Clarkesons
Clarkesons: Clarkesons aren’t living individuals. Rather, they’re colonies constructed by a collection of trillions of intelligent cells that work out their appearance and actions through committees, working in concert to create the illusion of a solitary persona. Their hair tends toward day-glow colors (e.g., raspberry or lime green) which contrasts with their fish-belly complexions. Their ‘clothing’ is actually a group of the colony that decided to appear in that fashion as a committee. The overall look resembles that of a circus clown.
Note: It's been established in the novella Calendrical Regression that the number of separate, self-aware celluar committees that come together to form a functioning Clarkeson is one million, eight hundred seventy-two thousand, which by no coincidence is also the number of days in the Long Count cycle of thirteen baktuns from the Mayan calendar. It's unclear how many actual cells comprise each of these committtes, but as a possible frame of reference, the human body is estimated to possess on average some 30 trillion cells.

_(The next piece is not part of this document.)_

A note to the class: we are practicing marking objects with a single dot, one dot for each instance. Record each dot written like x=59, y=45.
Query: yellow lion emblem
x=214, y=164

Note: Early in their biological history, the Clarkeson colonies began by creating a symbiotic relationship with another species on their homeworld. Over time, they evolved to use the other species (the Tosh) as a template and grew their own bodies that mimicked the appearance of their hosts. Meanwhile, the hosts developed sentience and eventually sapience, as a consequence of the symbiosis. Although no longer needing the Tosh as hosts, the Clarkesons manipulated their biology to enslave them, transforming them into a servitor race that effectively worshipped the Clarkesons as gods, despite outnumbering than by several orders of magnitude. In service to their overlords, the Tosh developed science and technology. When the Tosh had developed spaceflight, a majority of Clarkesons — estimated at approximately one hundred thousand — departed their homeworld, leaving the enslaved race behind and possessed of an even great majority. Those Clarkesons who stayed behind eventually lost interest in being treated like gods and abandoned their humanoid shapes, preferring to allow their consortiums to float upon their world's oceans like vast and shapeless layers of algae, effectively abandoning their thralls who still yearned to be of service but now had no one to serve
A Clarkeson is first referenced to appear in “Requiem,” though in fact this is a mistake and the being in question is actually a Tosh.